Dostawy gazu przez Ukrainę będą tańsze od słanych przez Nord Stream 2

29 kwietnia 2016, 15:00 Alert

(Prime/Piotr Stępiński)

Dyrektor ds. rozwoju Naftogazu Jurij Witrenko stwierdził, że podwyższenie taryf na tranzyt gazu przez gazociągi na Ukrainie ma związek z planami budowy gazociągu Nord Stream 2. Jego zdaniem uruchomienie nowej magistrali zwiększa prawdopodobieństwo rezygnacji Gazpromu z tranzytu surowca przez Ukrainę.

– Właśnie z powodu perspektywy takich projektów, jak Nord Stream 2, podwyższamy taryfy, a nie jest na odwrót (że Nord Stream 2 powstaje z potrzeby uniknięcia wysokich taryf na Ukrainie – przyp. red.). Jeśli Gazprom zarezerwowałby dodatkową przepustowość w dłuższej perspektywie czasowej, to mielibyśmy podstawy do tego, aby spodziewać się realnych ilości przesyłu, a i regulator rynku miałby podstawy dla przeanalizowania taryf i ich ewentualnego obniżenia – powiedział Witrenko wywiadzie dla portalu ZN.ua.

Przedstawiciel Naftogazu uważa, że nawet po podwyżce taryf tranzytowych, mimo wszystko są one niższe, niż za przesył surowca przez inne gazociągi w Europie Wschodniej.

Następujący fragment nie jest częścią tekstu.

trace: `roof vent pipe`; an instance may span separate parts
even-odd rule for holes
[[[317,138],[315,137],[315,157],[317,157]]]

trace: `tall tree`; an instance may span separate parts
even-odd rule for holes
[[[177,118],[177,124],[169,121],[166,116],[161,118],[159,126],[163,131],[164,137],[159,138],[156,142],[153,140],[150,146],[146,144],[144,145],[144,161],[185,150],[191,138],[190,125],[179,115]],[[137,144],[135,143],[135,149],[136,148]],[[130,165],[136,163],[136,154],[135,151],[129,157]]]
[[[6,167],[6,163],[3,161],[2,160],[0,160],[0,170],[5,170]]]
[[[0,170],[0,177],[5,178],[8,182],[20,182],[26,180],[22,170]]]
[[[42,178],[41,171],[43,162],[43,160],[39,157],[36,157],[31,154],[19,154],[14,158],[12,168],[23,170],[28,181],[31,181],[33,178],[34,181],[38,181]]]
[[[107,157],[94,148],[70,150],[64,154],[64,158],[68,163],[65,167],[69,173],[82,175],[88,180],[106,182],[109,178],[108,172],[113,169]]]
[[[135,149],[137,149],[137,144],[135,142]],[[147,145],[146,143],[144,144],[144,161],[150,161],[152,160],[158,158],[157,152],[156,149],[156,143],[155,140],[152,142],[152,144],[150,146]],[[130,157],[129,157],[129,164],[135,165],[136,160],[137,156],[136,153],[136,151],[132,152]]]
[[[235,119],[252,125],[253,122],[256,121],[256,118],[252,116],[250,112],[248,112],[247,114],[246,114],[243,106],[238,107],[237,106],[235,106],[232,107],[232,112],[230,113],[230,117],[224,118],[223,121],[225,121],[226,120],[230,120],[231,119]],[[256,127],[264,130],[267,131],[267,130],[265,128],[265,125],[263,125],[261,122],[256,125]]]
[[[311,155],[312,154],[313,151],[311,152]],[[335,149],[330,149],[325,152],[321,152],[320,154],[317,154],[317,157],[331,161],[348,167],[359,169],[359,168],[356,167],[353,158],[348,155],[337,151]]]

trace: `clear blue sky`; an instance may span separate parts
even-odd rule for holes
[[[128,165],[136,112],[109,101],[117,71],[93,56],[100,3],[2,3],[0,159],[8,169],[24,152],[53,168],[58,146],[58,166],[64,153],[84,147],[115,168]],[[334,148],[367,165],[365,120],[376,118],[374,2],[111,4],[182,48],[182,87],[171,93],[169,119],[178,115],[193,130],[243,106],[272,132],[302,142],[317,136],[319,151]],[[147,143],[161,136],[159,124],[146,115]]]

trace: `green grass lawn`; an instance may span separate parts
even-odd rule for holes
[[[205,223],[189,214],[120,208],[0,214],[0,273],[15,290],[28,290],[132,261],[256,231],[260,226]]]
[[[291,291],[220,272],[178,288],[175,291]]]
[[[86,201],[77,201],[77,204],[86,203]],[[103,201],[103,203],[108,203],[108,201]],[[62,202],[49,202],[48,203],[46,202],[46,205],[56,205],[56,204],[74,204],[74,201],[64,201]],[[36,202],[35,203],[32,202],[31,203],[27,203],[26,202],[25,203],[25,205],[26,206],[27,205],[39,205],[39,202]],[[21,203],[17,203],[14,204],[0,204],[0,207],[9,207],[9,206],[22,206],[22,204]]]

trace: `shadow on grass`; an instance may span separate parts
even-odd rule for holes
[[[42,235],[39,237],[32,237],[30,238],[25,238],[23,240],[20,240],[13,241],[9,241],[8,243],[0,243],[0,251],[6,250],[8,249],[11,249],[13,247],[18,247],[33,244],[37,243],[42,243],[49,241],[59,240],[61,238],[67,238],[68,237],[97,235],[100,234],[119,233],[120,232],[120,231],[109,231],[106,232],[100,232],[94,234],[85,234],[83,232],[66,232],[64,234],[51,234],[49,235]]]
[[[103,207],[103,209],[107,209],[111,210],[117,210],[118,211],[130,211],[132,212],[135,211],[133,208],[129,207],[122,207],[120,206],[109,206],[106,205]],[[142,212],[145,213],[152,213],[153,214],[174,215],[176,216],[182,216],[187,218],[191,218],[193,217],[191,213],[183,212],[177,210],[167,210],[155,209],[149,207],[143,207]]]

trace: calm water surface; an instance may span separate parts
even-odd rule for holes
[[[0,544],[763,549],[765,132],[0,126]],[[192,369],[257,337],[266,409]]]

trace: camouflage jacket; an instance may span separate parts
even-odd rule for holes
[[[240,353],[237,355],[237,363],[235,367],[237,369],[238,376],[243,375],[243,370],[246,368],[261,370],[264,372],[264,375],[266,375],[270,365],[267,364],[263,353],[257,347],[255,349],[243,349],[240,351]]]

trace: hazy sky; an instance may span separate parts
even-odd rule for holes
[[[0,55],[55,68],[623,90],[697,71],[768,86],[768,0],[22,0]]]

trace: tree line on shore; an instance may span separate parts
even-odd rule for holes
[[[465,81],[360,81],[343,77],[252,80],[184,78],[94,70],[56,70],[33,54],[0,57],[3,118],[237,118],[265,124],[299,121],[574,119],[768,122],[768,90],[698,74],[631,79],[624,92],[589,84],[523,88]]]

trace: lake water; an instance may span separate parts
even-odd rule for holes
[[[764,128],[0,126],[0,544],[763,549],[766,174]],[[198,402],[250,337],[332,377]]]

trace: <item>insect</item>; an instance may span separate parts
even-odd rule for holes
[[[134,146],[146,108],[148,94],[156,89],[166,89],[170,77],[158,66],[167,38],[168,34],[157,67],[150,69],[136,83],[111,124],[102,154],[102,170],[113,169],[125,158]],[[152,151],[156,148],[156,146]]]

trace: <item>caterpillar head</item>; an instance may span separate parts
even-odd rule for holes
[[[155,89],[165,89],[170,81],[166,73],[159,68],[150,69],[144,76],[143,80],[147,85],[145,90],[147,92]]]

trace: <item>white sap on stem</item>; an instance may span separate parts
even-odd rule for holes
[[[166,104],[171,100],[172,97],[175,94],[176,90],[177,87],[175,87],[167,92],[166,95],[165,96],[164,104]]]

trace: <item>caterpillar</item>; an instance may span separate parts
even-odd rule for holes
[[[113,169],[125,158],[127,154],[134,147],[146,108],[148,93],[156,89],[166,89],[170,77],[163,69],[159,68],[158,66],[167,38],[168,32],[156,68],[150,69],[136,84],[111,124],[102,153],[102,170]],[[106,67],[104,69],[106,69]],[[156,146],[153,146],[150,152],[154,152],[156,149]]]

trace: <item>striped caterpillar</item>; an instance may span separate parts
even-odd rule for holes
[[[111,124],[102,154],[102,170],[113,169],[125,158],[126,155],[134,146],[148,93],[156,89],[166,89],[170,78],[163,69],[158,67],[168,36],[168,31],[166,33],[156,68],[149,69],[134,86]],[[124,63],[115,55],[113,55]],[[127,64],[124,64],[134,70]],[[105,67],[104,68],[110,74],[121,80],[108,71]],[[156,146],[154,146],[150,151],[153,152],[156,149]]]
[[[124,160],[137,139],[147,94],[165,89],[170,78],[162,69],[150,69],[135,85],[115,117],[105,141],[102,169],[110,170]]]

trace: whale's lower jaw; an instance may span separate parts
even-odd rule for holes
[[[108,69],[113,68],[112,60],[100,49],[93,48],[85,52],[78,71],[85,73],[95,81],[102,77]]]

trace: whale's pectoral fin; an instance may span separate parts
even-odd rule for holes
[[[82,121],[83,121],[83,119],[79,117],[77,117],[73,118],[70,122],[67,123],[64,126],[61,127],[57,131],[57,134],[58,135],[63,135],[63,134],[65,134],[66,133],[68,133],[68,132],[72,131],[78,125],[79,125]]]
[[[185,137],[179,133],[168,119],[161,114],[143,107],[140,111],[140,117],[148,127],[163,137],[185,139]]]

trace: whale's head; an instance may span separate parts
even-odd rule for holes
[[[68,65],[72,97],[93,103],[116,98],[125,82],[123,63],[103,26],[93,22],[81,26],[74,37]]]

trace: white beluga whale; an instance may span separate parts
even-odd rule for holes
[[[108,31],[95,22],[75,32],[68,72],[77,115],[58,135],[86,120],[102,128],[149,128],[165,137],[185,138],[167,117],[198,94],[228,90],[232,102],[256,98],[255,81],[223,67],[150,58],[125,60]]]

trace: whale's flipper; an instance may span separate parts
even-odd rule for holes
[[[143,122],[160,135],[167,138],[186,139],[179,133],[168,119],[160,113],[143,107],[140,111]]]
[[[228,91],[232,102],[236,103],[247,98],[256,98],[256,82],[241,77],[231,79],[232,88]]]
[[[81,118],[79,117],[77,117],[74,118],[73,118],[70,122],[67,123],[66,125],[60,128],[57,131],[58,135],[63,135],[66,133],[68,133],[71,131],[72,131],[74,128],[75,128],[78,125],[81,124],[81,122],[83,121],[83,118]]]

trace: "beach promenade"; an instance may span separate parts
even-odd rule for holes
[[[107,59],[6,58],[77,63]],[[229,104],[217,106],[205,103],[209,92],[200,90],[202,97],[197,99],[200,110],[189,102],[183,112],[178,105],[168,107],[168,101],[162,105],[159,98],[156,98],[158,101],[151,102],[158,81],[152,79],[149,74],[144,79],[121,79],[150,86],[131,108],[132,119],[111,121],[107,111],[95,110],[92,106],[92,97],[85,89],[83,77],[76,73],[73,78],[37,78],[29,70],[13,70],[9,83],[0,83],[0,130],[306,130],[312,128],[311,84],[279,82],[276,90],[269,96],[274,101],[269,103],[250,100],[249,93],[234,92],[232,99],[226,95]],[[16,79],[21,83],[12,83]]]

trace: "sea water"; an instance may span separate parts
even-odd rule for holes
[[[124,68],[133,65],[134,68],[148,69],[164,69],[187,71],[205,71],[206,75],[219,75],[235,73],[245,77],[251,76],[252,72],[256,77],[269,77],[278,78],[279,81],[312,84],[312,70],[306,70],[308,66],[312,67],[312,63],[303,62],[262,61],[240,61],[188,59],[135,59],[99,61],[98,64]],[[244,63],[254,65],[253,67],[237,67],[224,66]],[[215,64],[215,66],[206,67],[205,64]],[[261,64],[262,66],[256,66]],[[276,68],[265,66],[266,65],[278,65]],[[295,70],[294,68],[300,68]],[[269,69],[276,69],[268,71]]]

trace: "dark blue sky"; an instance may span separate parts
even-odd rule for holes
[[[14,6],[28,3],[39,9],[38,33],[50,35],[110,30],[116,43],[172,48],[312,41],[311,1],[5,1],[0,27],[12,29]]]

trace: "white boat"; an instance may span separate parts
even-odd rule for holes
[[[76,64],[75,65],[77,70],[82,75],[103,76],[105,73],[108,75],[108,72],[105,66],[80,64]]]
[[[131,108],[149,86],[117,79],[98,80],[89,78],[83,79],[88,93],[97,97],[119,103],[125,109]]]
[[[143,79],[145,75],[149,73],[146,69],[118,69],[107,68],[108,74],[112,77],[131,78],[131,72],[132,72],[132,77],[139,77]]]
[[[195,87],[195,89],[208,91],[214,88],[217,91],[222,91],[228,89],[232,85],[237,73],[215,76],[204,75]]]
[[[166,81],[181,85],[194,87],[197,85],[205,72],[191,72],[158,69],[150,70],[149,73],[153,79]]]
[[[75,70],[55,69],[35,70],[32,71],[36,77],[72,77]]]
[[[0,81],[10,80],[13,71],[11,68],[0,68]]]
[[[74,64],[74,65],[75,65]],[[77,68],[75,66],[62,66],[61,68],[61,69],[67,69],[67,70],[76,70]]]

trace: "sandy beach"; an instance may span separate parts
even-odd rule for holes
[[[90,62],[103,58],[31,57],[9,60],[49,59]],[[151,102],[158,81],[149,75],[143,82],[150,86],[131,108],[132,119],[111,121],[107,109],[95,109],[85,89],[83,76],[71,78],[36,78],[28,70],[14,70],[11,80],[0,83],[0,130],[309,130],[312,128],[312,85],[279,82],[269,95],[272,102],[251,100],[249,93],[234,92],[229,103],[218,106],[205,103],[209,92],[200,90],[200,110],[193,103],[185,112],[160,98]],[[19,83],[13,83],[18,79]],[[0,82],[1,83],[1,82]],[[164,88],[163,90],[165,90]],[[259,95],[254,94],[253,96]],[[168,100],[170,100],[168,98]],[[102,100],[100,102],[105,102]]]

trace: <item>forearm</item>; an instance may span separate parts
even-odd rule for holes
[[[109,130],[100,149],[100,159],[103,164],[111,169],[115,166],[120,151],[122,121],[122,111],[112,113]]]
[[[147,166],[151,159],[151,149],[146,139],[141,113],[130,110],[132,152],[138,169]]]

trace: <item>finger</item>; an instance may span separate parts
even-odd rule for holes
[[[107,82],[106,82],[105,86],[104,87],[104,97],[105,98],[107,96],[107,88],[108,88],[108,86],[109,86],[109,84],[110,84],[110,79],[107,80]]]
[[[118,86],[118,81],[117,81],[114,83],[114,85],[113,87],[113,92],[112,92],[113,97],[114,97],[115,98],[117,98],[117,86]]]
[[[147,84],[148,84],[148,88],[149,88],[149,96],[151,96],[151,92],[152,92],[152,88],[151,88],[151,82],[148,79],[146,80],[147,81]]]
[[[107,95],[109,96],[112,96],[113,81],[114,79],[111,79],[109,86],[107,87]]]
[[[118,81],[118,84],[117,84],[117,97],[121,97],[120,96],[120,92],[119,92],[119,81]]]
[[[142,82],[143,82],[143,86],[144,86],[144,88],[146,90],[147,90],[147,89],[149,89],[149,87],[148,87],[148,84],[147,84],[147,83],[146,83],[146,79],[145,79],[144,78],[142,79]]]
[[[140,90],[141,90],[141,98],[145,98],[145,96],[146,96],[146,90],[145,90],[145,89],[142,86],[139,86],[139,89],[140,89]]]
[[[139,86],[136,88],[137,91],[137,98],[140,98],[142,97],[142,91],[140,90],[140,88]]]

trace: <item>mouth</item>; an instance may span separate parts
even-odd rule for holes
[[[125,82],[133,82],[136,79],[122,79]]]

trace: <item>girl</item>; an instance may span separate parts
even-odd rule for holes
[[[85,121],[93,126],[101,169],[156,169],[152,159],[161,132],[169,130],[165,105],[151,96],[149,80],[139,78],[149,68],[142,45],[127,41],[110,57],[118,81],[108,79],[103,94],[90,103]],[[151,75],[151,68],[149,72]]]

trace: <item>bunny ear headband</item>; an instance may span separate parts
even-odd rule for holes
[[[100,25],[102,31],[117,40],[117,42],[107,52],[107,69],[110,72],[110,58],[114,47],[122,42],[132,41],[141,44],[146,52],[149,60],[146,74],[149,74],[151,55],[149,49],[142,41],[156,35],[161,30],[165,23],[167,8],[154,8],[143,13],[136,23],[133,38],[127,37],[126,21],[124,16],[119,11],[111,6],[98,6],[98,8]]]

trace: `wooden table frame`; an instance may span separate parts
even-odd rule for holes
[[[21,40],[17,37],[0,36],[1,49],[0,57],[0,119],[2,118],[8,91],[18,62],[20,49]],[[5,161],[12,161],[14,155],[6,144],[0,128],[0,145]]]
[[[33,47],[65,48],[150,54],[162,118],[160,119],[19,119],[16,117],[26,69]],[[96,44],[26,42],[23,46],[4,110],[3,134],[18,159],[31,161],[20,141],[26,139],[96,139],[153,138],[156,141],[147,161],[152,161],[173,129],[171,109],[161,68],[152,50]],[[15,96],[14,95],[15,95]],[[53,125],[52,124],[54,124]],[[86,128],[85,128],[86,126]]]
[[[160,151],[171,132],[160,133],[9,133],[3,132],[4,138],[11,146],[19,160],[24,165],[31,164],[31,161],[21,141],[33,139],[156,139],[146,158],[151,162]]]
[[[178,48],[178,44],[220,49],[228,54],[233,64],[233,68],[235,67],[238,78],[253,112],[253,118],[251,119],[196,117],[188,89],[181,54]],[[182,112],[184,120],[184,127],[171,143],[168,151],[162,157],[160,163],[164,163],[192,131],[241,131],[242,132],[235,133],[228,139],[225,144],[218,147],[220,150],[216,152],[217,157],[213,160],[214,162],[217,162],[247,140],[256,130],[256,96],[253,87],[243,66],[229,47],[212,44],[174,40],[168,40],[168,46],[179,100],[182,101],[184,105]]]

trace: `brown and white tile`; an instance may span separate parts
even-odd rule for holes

Według jego prognoz tranzyt przez ukraiński system przesyłowy (GTS) będzie tańszy niż przesył gazu przez Nord Stream 2.

Jeszcze w połowie lutego na swoim profilu na Facebooku Witrenko pisał, że ,,od 2020 roku Gazpromowi będzie się bardziej opłacało słać gaz przez Ukrainę, niż przez Nord Stream, ponieważ taryfy gazowe będą dziewięciokrotnie zmniejszone”.

– Musiałem obalać kolejne mity o przewagach tego gazociągu, który omija Ukrainę. Na przykład mit o tym, że jest on ekonomicznie uzasadniony. I to, że pozwoli Gazpromowi uniknąć płacenia wyższych taryf za tranzyt gazu przez Ukrainę. Pokazałem na liczbach, że koszt przesyłu gazu z Rosji do Niemiec poprzez Nord Stream będzie znacznie wyższy, niż przez terytorium Ukrainy, Słowacji i Austrii – napisał Witrenko.

– Ponadto pokazałem (i wyjaśniłem dlaczego), że do końca 2019 roku cena za tranzyt gazu przez Ukrainę dla Gazpromu wzrośnie tylko raz i to tylko w ramach dotychczasowego kontraktu z Gazpromem (dającemu nam do tego prawo), a od 2020 roku taryfy tranzytowe zmniejszą się dziewięciokrotnie i dlatego dostawy przez Ukrainę będą najtańsze w Europie – podkreślił Witrienko.

Jak informował 20 stycznia BiznesAlert.pl Kijów o 1,5 raza podwyższył stawkę tranzytu dla Gazpromu do 4,5 dolarów za 1000 m3/100 km. Umowa tranzytowa pomiędzy Gazpromem i Naftogazem została podpisana w 2009 roku i obowiązuje do 2019 roku. Rosjanie przygotowują się do budowy obchodzącego Ukrainę gazociągu Nord Stream 2, który miałby zacząć pracę w 2019 roku. Kijów liczy na to, że Rosja nie zrezygnuje wtedy z dostaw przez Ukrainę.